VOCES DENTRO DE SU CABEZA

 

            Entré en aquella cafetería. El lugar era de lo más agradable. Limpio, tranquilo, espacioso y con buena repostería. Sólo había mujeres atendiendo; chicas jóvenes, simpáticas y de buen ver. Tomé un “2,35”. Por ese precio te servían un café con leche y un croissant a la plancha con mantequilla y mermelada. Me senté en una de las mesas con mi desayuno y el periódico. Me sentía bien. En la mesa de atrás una señora mayor encendía un cigarrillo.
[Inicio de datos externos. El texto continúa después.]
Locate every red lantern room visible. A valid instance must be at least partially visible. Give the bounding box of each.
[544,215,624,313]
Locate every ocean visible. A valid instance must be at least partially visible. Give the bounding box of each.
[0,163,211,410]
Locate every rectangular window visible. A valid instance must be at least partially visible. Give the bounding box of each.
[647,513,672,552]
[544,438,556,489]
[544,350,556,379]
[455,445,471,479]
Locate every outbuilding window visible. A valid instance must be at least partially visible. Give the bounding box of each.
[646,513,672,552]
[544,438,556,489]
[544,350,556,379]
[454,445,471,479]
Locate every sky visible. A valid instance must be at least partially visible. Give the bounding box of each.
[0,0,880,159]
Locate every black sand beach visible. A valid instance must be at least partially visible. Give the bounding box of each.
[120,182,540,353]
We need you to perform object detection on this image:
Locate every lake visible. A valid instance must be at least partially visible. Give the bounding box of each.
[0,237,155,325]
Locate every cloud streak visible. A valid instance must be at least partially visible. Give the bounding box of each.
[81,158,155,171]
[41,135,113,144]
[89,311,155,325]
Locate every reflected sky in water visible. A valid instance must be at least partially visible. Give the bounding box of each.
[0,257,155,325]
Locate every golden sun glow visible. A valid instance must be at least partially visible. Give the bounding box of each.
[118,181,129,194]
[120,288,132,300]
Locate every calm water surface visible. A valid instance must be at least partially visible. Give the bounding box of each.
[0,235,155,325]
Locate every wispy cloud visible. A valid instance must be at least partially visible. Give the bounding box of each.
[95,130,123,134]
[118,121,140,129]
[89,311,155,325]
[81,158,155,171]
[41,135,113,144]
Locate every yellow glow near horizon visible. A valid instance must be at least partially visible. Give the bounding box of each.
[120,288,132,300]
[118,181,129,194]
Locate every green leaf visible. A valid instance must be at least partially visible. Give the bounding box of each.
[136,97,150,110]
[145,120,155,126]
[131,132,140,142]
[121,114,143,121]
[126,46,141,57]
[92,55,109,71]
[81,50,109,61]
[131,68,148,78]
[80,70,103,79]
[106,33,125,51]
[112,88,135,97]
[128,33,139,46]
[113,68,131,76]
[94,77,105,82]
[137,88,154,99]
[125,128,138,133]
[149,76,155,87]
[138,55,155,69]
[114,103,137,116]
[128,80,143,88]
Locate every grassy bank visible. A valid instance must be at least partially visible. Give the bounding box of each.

Tarde o temprano siempre hay alguien que acaba jodiéndote el día. Temía de veras que el humo pudiera alcanzarme; ya habían minado mi tranquilidad. A los pocos segundos la mujer se puso a hablar. Tenía una voz espantosa, enfermiza. Sonaba rota y enormemente grave; igual que la de un viejo al que acabaran de operar de cáncer de garganta y necesitara uno de esos aparatos que distorsionan la voz y hacen que suene robotizada. Me giré. A su lado no había nadie. “Estará hablando por teléfono”, pensé. Volví a fijarme mientras su voz me atacaba los oídos; tampoco era eso: la señora hablaba sola, la pobre estaba chiflada. Miré por los ventanales. Enfrente 
había un parque precioso, con césped y palmeras, y niños jugando por todas partes, y abuelos tomando el sol sentados en los bancos mientras un jardinero pasaba con sus utensilios asegurándose de que todo estuviera adecentado. Era él quien cuidaba del parque, pero eran otros quienes disfrutaban de aquel lugar. Todo el mundo estaba loco o cumplía algún tipo de condena. Pagué mi desayuno y salí de allí. No quería formar parte de esto.